Best practices for performance
Use this information to apply best practices to your Databases for MongoDB deployment running on IBM Cloud.
Performance troubleshooting flowchart
Use the flowchart to determine how to troubleshoot performance and steps to take next.

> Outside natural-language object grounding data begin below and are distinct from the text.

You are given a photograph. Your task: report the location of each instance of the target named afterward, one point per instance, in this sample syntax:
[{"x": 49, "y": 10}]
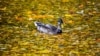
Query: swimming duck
[{"x": 48, "y": 28}]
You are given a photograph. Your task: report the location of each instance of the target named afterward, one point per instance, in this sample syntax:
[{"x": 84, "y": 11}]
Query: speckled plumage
[{"x": 48, "y": 28}]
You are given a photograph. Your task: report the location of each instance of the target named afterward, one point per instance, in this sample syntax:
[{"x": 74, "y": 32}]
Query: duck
[{"x": 48, "y": 28}]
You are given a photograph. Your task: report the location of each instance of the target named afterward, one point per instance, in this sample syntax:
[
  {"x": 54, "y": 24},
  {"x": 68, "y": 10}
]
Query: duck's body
[{"x": 49, "y": 29}]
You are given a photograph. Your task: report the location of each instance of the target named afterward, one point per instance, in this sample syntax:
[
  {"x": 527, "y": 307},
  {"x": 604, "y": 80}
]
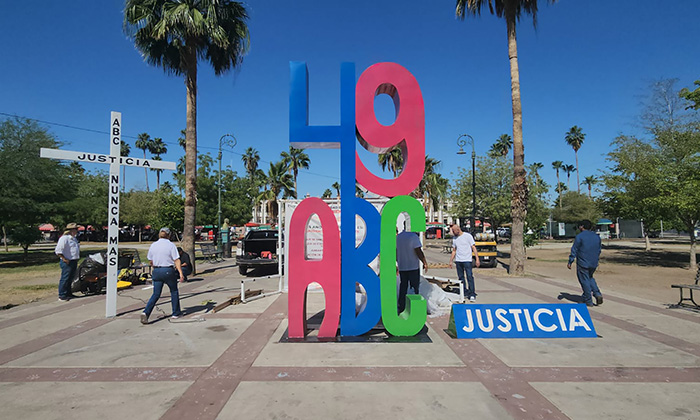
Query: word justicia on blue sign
[{"x": 521, "y": 321}]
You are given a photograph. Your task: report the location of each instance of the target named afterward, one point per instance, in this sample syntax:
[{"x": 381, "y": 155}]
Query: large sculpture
[{"x": 358, "y": 122}]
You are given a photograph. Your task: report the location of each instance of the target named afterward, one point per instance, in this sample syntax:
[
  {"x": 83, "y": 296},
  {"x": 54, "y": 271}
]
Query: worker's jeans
[
  {"x": 169, "y": 276},
  {"x": 412, "y": 278},
  {"x": 462, "y": 267},
  {"x": 588, "y": 283},
  {"x": 67, "y": 274}
]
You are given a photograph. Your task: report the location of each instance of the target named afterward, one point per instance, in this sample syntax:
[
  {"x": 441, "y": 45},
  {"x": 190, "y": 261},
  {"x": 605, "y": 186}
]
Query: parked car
[{"x": 258, "y": 249}]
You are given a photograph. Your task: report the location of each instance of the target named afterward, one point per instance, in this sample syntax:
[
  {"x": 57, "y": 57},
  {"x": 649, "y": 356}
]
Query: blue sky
[{"x": 588, "y": 63}]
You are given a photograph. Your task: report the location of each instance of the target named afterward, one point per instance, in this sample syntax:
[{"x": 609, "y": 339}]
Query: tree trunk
[
  {"x": 145, "y": 171},
  {"x": 518, "y": 208},
  {"x": 559, "y": 189},
  {"x": 578, "y": 180},
  {"x": 190, "y": 157},
  {"x": 693, "y": 262}
]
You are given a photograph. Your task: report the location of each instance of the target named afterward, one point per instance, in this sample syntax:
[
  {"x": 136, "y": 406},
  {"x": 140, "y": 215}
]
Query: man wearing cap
[
  {"x": 165, "y": 260},
  {"x": 68, "y": 250}
]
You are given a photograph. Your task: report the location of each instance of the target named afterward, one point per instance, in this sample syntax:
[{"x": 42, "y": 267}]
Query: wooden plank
[{"x": 235, "y": 300}]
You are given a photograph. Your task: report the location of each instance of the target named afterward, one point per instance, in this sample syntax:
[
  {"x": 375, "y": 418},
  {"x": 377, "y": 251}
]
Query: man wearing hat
[
  {"x": 68, "y": 250},
  {"x": 165, "y": 261}
]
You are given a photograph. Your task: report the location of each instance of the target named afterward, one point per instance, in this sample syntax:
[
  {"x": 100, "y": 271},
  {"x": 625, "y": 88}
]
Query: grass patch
[{"x": 35, "y": 287}]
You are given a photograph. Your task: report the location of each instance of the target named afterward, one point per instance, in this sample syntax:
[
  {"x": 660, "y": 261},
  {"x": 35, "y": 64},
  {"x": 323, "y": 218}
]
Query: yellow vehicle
[{"x": 485, "y": 240}]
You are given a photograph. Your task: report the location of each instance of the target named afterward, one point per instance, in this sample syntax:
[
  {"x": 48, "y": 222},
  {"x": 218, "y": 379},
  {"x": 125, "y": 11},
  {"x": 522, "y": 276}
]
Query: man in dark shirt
[{"x": 586, "y": 251}]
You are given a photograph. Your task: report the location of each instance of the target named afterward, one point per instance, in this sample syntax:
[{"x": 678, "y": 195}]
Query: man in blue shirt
[{"x": 586, "y": 251}]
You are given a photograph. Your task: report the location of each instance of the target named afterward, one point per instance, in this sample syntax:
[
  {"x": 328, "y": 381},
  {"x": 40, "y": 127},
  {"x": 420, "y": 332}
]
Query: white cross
[{"x": 115, "y": 161}]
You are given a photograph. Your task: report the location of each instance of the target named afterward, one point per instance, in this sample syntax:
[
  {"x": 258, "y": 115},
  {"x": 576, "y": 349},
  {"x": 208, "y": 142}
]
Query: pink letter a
[{"x": 302, "y": 272}]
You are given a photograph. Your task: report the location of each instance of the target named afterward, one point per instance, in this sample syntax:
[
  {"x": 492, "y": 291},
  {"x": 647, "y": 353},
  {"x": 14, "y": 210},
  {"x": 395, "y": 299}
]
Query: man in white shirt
[
  {"x": 462, "y": 247},
  {"x": 409, "y": 255},
  {"x": 165, "y": 261},
  {"x": 68, "y": 250}
]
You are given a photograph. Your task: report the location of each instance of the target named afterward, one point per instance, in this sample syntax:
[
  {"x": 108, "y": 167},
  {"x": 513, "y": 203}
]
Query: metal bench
[
  {"x": 210, "y": 252},
  {"x": 690, "y": 288}
]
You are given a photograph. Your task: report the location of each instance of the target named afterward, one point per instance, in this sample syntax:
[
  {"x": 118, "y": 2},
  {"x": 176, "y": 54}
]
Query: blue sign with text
[{"x": 527, "y": 320}]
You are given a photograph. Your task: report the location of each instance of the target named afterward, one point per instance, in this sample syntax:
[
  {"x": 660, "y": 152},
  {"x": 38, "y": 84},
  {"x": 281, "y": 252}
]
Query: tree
[
  {"x": 511, "y": 10},
  {"x": 537, "y": 209},
  {"x": 296, "y": 159},
  {"x": 574, "y": 138},
  {"x": 536, "y": 168},
  {"x": 175, "y": 35},
  {"x": 393, "y": 160},
  {"x": 31, "y": 188},
  {"x": 568, "y": 169},
  {"x": 494, "y": 177},
  {"x": 432, "y": 187},
  {"x": 557, "y": 165},
  {"x": 278, "y": 182},
  {"x": 359, "y": 192},
  {"x": 250, "y": 161},
  {"x": 144, "y": 142},
  {"x": 502, "y": 146},
  {"x": 336, "y": 187},
  {"x": 658, "y": 176},
  {"x": 691, "y": 96},
  {"x": 158, "y": 147},
  {"x": 576, "y": 207},
  {"x": 590, "y": 181},
  {"x": 124, "y": 150},
  {"x": 89, "y": 199},
  {"x": 138, "y": 208}
]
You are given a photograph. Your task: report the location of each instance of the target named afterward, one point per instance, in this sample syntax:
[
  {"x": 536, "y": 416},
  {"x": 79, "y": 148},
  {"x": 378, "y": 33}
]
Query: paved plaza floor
[{"x": 62, "y": 360}]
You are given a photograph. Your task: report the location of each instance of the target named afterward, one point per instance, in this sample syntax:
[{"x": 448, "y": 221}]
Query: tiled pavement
[{"x": 64, "y": 360}]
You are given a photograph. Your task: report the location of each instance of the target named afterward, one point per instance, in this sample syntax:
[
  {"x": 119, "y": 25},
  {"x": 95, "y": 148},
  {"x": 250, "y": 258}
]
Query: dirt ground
[{"x": 625, "y": 268}]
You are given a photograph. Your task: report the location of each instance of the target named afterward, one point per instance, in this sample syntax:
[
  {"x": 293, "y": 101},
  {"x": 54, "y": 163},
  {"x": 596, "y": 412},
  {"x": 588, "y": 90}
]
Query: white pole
[{"x": 113, "y": 215}]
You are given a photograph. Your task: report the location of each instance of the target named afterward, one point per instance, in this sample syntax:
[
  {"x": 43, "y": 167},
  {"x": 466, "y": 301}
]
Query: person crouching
[{"x": 165, "y": 261}]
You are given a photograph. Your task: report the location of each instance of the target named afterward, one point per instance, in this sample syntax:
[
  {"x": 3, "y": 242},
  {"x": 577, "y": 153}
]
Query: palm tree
[
  {"x": 535, "y": 168},
  {"x": 590, "y": 181},
  {"x": 144, "y": 142},
  {"x": 176, "y": 35},
  {"x": 501, "y": 147},
  {"x": 278, "y": 182},
  {"x": 557, "y": 165},
  {"x": 124, "y": 150},
  {"x": 393, "y": 159},
  {"x": 568, "y": 169},
  {"x": 250, "y": 160},
  {"x": 511, "y": 10},
  {"x": 158, "y": 148},
  {"x": 574, "y": 138},
  {"x": 336, "y": 187},
  {"x": 359, "y": 192},
  {"x": 431, "y": 187},
  {"x": 296, "y": 159}
]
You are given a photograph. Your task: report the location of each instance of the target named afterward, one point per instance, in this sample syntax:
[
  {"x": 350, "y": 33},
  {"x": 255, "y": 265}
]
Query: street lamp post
[
  {"x": 230, "y": 141},
  {"x": 461, "y": 142}
]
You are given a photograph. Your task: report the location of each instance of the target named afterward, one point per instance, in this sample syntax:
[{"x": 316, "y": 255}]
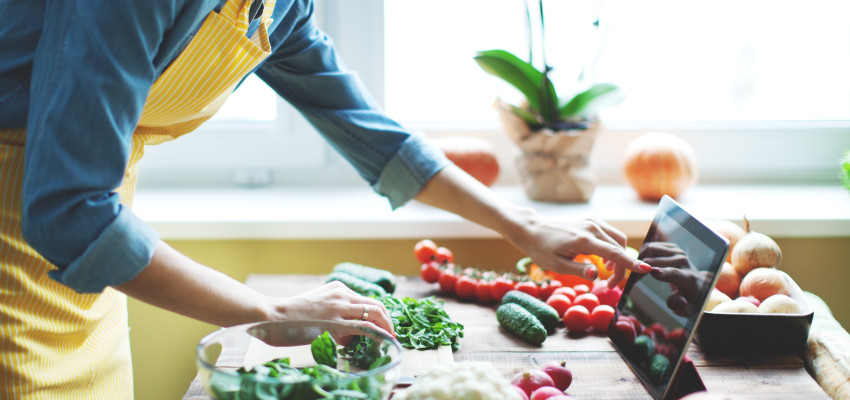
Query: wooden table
[{"x": 599, "y": 371}]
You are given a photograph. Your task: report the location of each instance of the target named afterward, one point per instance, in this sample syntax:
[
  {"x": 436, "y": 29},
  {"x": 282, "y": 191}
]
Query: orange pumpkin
[{"x": 658, "y": 163}]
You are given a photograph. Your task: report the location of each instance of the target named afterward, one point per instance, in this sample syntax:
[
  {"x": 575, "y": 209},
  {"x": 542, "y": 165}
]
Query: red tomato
[
  {"x": 529, "y": 287},
  {"x": 501, "y": 285},
  {"x": 443, "y": 255},
  {"x": 465, "y": 287},
  {"x": 577, "y": 319},
  {"x": 566, "y": 291},
  {"x": 430, "y": 272},
  {"x": 447, "y": 280},
  {"x": 588, "y": 300},
  {"x": 560, "y": 303},
  {"x": 581, "y": 288},
  {"x": 601, "y": 316},
  {"x": 484, "y": 291},
  {"x": 548, "y": 287},
  {"x": 424, "y": 250}
]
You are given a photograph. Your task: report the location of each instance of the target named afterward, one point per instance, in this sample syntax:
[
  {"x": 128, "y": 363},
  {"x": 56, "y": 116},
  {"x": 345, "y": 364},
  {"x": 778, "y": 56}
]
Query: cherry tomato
[
  {"x": 566, "y": 291},
  {"x": 560, "y": 303},
  {"x": 577, "y": 319},
  {"x": 588, "y": 300},
  {"x": 443, "y": 255},
  {"x": 501, "y": 285},
  {"x": 484, "y": 291},
  {"x": 465, "y": 287},
  {"x": 447, "y": 280},
  {"x": 424, "y": 250},
  {"x": 430, "y": 272},
  {"x": 548, "y": 287},
  {"x": 528, "y": 287},
  {"x": 601, "y": 317}
]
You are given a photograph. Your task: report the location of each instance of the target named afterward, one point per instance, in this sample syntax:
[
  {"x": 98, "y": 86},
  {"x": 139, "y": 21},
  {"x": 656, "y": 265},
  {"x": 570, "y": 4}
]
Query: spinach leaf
[
  {"x": 324, "y": 349},
  {"x": 422, "y": 324}
]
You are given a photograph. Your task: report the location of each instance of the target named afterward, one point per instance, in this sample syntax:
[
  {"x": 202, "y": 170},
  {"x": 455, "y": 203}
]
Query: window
[{"x": 760, "y": 88}]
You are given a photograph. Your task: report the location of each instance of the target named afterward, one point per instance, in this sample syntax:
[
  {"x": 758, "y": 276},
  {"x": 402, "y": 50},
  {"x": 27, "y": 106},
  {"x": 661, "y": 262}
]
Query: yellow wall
[{"x": 164, "y": 343}]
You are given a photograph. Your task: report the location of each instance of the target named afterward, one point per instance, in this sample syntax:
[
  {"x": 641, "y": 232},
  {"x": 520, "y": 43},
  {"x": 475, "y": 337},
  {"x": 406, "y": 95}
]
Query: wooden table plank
[{"x": 599, "y": 371}]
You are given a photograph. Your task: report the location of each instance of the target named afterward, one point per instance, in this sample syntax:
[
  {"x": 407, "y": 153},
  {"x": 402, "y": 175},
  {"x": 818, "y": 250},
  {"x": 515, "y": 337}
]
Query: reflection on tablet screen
[{"x": 659, "y": 310}]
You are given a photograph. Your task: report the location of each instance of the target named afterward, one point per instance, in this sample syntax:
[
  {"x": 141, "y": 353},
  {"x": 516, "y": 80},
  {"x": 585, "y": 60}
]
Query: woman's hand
[
  {"x": 336, "y": 302},
  {"x": 551, "y": 244}
]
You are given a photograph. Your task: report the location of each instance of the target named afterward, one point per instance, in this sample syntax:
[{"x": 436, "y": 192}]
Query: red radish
[
  {"x": 530, "y": 379},
  {"x": 560, "y": 374},
  {"x": 545, "y": 392}
]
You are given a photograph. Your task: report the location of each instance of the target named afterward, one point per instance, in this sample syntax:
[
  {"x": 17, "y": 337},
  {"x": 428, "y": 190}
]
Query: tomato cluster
[
  {"x": 487, "y": 286},
  {"x": 474, "y": 284}
]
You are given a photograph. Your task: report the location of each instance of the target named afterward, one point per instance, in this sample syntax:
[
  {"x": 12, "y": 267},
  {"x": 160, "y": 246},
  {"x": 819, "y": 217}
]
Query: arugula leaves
[
  {"x": 422, "y": 324},
  {"x": 324, "y": 350},
  {"x": 322, "y": 381}
]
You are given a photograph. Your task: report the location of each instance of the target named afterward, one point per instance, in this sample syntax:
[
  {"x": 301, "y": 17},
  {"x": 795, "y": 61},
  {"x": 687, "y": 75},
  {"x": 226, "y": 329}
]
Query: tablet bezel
[{"x": 667, "y": 207}]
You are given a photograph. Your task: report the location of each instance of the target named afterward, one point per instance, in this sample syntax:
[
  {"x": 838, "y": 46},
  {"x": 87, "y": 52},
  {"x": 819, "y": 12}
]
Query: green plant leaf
[
  {"x": 324, "y": 349},
  {"x": 526, "y": 116},
  {"x": 522, "y": 76},
  {"x": 588, "y": 102}
]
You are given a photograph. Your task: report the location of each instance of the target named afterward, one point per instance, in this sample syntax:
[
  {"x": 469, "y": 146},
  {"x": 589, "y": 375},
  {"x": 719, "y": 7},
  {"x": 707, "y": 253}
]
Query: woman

┌─────────────────────────────────┐
│ Performance issue detected │
└────────────┬────────────────────┘
│
▼
┌─────────────────────────────────┐
│ Check IBM Cloud Monitoring │
│ - CPU > 80%? │
│ - Memory > 80%? │
│ - Disk latency high? │
└────────────┬────────────────────┘
│
┌────┴────┐
│ YES │
▼ │
┌──────────────┐ │
│ Scale │ │
│ resources │ │
└──────────────┘ │
│ NO
▼
┌─────────────────────┐
│ Check slow queries │
│ db.system.profile │
└─────────┬───────────┘
│
┌────┴────┐
│ Found? │
▼ │
┌─────────┐ │
│ Optimize│ │
│ queries │ │
│ & indexes│ │
└─────────┘ │
│ NO
▼
┌────────────────┐
│ Check Locks │
│ currentOp() │
└────────┬───────┘
│
┌────┴────┐
│ Locked? │
▼ │
┌─────────┐ │
│ Kill or │ │
│ optimize│ │
└─────────┘ │
│ NO
▼
┌────────────────┐
│ Check cache │
│ hit ratio │
└────────┬───────┘
│
┌────┴────┐
│ < 95%? │
▼ │
┌─────────┐ │
│ Scale │ │
│ memory │ │
└─────────┘ │
│ NO
▼
┌────────────────┐
│ Check │
│ replication │
└────────┬───────┘
│
┌────┴────┐
│ Lagging?│
▼ │
┌─────────┐ │
│ Scale │ │
│ or fix │ │
└─────────┘ │
│ NO
▼
┌────────────────┐
│ Contact IBM │
│ Support │
└────────────────┘
Common anti-patterns
Avoid these common mistakes that lead to performance issues.
Query anti-patterns
1. Missing indexes
Problem:
// No index on 'email' field
db.users.find({ email: "user@example.com" })
Solution:
// Create index
db.users.createIndex({ email: 1 })
2. Inefficient regex queries
Problem:
// Case-insensitive regex without index
db.users.find({ name: /john/i })
Solution:
// Use text index or exact match
db.users.createIndex({ name: "text" })
db.users.find({ $text: { $search: "john" } })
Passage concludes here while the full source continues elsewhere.